Whistleblow

Wollen wir mal übers Essen reden?

von Antje Maly-Samiralow // 

Was ist gutes Essen? Er sagt Fleisch. Sie droht: Gemüse! Sonst Fleischentzug!

Er fügt sich ihrem Regime und lebt am Ende drei Jahre länger als sein Kumpel, dem keine Frau sagt, was er zu essen hat und der dereinst unter roten Fleischbergen sein Ende finden wird. Die genauen Zahlen habe ich nicht mehr auf dem Schirm, aber es gab Erhebungen, die dieses Phänomen epidemiologisch dargestellt und aufgeschlüsselt haben. Kurz auf den Punkt: Verheiratete Männer leben länger als allein lebende Männer. Umgekehrt schneiden die verheirateten Frauen nicht ganz so gut ab wie ihre Geschlechtsgenossinnen von der Singlefraktion.
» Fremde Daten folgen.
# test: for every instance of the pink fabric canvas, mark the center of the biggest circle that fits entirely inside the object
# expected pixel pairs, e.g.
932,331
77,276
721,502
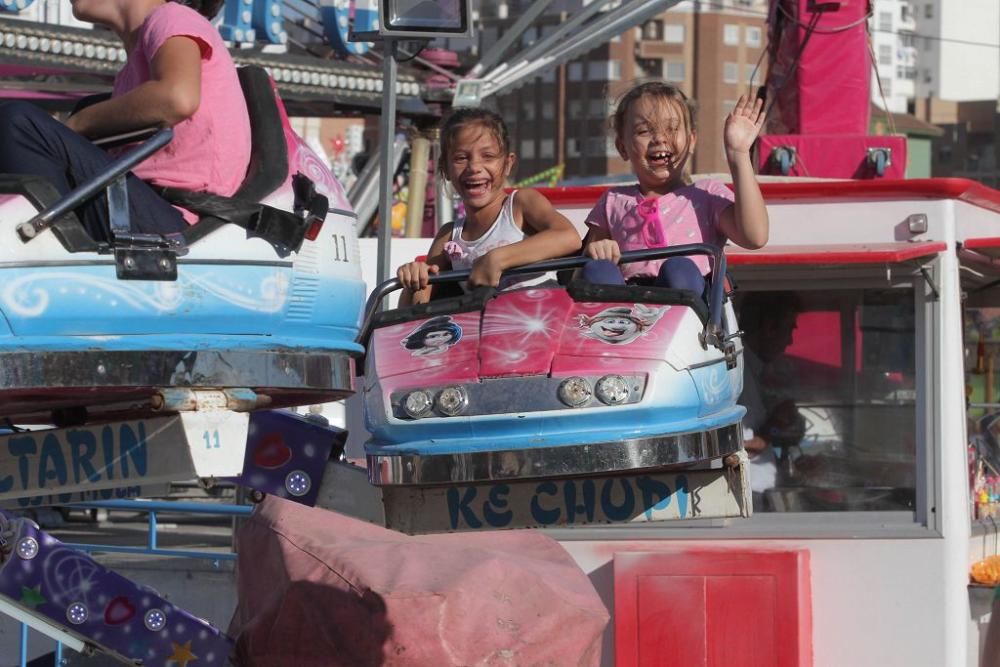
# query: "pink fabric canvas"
689,214
211,150
319,589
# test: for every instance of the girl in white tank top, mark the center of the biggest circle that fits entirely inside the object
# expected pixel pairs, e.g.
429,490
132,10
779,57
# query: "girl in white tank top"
512,231
504,231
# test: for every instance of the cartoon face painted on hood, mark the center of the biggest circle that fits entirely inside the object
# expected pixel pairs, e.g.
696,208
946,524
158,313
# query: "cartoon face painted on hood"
434,336
620,325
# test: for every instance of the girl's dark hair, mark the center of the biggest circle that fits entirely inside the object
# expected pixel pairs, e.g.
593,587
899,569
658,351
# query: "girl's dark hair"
463,117
657,89
207,8
418,336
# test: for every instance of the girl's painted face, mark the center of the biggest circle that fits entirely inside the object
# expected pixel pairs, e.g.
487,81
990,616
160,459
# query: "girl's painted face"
92,11
478,166
438,338
656,142
614,328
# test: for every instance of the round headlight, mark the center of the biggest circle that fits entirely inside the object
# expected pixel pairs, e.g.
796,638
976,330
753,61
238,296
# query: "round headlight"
452,401
612,389
418,403
575,392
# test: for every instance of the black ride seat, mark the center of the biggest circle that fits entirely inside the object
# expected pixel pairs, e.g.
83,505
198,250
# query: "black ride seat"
268,167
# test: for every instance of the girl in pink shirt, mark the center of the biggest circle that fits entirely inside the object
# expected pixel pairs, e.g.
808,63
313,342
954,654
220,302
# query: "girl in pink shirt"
655,133
178,74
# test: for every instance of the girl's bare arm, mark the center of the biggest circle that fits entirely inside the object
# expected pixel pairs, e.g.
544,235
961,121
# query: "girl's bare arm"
745,223
549,234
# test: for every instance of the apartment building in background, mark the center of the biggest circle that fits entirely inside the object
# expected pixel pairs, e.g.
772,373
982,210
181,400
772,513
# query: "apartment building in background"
710,50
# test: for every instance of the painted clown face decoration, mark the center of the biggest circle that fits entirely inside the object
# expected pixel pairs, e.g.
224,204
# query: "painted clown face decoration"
620,325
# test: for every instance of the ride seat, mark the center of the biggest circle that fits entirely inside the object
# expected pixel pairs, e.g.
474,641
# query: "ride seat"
268,168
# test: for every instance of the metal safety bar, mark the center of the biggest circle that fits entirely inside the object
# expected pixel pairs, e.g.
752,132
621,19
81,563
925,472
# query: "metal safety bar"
152,508
714,331
32,228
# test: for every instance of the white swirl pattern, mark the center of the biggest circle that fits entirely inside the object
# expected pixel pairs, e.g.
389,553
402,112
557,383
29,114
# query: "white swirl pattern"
31,295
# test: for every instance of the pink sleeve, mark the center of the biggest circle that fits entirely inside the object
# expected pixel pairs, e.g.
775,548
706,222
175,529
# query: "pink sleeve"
720,197
174,20
598,216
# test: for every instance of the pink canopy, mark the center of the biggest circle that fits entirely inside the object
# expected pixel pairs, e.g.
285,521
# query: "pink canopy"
318,588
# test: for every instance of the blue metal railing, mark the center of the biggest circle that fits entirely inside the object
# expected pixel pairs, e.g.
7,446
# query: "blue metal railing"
151,507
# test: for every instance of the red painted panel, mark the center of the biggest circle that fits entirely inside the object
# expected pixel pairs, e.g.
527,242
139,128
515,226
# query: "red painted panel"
834,253
734,608
961,189
670,611
734,602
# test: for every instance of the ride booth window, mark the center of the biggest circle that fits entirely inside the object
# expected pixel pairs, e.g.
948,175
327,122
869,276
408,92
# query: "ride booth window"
837,404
Letzterem werde ich bei Gelegenheit nachgehen; das wäre dann mal eine lohnenswerte Recherche.

Aber bleiben wir beim Essen: Denn die Frage steht ja nach wie vor im Raum. Was also ist gutes Essen? Ohne länger nachzudenken, würde ich sagen: Was schmeckt. Selbst wenn ich länger darüber nachdächte, wenn ich wirklich in mich gehen und alle gesundheitlich relevanten Aspekte einpreisen würde, käme ich zu keinem anderen Ergebnis: Alles, was mir schmeckt, ist für mich gutes Essen.
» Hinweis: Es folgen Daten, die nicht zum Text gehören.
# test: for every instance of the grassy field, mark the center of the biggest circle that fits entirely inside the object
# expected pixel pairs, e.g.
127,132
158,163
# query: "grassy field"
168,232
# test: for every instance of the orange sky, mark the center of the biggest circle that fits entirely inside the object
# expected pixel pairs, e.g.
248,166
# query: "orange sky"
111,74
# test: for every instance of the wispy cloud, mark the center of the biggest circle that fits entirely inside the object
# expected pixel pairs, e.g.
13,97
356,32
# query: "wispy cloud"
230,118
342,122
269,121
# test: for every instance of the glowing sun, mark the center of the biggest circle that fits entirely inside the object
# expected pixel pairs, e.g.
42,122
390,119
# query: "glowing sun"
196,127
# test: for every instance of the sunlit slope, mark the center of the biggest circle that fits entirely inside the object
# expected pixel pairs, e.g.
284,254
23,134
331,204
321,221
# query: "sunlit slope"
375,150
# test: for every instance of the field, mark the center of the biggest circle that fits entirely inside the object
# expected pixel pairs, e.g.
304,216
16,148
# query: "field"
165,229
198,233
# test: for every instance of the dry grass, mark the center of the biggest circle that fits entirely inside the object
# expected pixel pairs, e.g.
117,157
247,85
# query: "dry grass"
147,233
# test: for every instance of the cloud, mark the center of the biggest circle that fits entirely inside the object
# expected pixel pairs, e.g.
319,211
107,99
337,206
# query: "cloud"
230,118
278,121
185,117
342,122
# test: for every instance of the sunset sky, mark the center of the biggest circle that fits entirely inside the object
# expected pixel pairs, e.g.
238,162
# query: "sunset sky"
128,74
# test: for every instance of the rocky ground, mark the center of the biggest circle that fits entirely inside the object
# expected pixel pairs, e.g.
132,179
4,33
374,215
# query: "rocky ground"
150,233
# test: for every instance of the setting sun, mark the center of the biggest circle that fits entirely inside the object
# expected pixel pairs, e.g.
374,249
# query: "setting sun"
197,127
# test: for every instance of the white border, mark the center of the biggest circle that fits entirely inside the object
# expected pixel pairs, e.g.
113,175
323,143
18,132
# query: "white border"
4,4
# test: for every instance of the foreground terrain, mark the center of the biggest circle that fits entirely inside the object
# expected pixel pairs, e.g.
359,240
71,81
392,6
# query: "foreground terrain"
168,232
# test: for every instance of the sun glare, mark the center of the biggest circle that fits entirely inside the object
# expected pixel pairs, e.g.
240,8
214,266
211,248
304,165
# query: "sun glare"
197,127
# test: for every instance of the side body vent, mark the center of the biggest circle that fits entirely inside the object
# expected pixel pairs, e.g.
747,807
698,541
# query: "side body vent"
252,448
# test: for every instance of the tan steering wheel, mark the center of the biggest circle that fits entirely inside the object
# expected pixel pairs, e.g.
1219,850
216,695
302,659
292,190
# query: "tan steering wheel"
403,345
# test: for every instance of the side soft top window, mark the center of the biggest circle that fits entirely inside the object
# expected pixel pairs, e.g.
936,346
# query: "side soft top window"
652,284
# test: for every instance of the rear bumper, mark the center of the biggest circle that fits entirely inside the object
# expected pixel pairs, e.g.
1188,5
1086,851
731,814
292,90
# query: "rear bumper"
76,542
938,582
Jetzt könnten Sie natürlich versucht sein, auf die schon erwähnten Fleischberge, auf süße Kuchen und Karamellen, auf schweren Käse und triefende Fritten zu verweisen, auf die das Prädikat Gutes Essen wohl eher nicht zutreffen dürfte.
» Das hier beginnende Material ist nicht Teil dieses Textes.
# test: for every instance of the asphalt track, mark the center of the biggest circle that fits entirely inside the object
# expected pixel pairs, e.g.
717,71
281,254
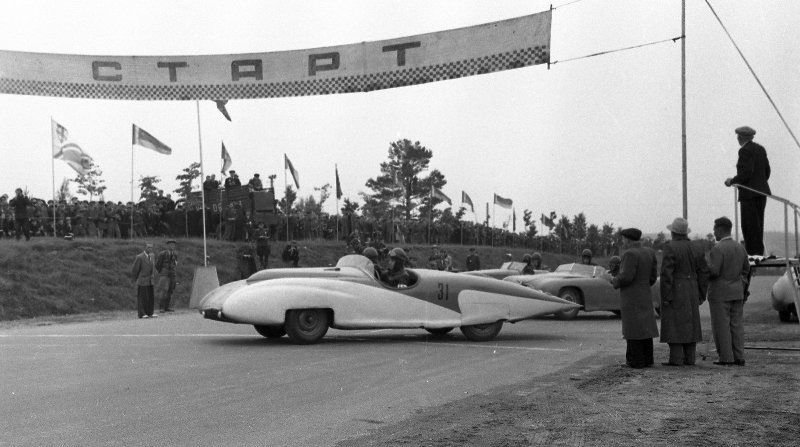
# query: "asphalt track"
183,380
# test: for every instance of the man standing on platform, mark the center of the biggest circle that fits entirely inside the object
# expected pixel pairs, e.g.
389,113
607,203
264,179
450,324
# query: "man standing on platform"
752,171
728,271
167,267
144,276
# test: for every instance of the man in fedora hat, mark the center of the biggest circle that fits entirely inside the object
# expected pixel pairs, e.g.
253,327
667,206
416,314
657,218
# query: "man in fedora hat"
638,271
729,270
684,280
752,171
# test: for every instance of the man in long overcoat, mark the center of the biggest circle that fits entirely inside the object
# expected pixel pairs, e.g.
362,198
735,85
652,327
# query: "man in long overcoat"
144,276
729,269
684,281
637,272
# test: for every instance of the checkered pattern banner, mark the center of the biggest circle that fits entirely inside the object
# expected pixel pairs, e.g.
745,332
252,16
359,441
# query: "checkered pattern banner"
364,67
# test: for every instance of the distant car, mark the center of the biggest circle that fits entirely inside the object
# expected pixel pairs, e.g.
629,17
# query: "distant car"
586,285
304,302
507,269
783,296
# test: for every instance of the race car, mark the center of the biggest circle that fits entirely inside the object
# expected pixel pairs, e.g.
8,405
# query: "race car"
506,269
304,302
586,285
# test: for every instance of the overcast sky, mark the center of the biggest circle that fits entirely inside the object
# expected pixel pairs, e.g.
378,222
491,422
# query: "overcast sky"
600,135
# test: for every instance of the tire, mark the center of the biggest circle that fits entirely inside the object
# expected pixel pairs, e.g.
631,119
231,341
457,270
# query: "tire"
306,326
573,295
270,331
482,332
439,331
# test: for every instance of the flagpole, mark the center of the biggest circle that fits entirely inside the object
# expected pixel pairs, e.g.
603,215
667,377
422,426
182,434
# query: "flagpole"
336,168
202,190
285,196
53,172
132,202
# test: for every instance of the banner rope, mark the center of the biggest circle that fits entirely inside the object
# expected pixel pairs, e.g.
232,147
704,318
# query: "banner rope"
774,106
674,39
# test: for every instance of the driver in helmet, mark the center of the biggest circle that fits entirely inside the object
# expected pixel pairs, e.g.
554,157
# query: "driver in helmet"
397,276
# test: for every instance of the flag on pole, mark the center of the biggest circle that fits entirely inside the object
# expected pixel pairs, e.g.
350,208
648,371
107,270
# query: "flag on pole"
338,185
288,165
221,107
142,138
465,199
514,220
226,160
70,152
436,192
503,202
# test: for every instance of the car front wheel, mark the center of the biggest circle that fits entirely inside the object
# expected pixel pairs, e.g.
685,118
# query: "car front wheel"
571,295
306,326
482,332
270,331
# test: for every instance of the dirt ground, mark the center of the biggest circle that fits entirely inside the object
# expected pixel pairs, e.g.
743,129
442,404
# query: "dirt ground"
599,401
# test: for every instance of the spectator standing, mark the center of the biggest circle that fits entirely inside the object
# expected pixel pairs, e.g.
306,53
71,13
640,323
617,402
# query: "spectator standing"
255,183
752,170
473,260
167,268
144,276
20,204
684,281
638,270
728,272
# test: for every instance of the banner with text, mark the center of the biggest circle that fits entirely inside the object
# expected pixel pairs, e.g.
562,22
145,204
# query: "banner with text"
361,67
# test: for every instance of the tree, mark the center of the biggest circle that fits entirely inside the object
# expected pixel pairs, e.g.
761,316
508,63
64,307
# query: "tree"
90,183
148,189
189,174
399,187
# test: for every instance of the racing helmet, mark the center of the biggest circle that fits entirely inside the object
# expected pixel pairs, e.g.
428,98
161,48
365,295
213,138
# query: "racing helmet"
370,253
398,253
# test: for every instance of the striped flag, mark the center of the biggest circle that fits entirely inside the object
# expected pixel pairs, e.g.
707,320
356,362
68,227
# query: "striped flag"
436,192
338,185
288,165
142,138
466,199
69,151
503,202
226,159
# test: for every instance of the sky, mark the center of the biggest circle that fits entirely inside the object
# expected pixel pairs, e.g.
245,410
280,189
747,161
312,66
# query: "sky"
598,135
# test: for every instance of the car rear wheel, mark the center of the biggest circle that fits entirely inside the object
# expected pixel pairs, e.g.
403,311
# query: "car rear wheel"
572,295
482,332
270,331
306,326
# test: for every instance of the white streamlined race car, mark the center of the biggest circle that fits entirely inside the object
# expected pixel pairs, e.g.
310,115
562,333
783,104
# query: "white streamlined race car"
304,302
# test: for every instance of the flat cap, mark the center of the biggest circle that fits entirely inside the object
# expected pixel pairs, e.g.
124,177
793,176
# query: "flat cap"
679,226
723,222
633,234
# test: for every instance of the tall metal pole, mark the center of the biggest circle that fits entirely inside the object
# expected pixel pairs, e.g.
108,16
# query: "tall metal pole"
202,190
683,108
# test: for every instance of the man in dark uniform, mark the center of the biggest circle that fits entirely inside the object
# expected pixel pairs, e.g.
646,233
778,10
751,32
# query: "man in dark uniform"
262,245
638,270
473,260
752,171
729,270
20,204
167,268
684,281
144,276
So, und jetzt wird’s kompliziert, weil individualisiert. Erstens: die Dosis macht das Gift! Zweitens: Was mir schmeckt und mir gut tut, muss Ihnen nicht schmecken und schon gar keines Falls gut tun. Diesen irreführenden Aussagen, dieses und jenes sei gesund oder eben nicht gesund, habe ich noch nie sonderlich viel Aufmerksamkeit beimessen wollen. In keinem Lebensbereich ändern sich die Moden so schnell wie auf dem Ernährungssektor. Jede Woche wird eine andere Sau durchs Dorf getrieben, man kommt gar nicht mehr hinterher. 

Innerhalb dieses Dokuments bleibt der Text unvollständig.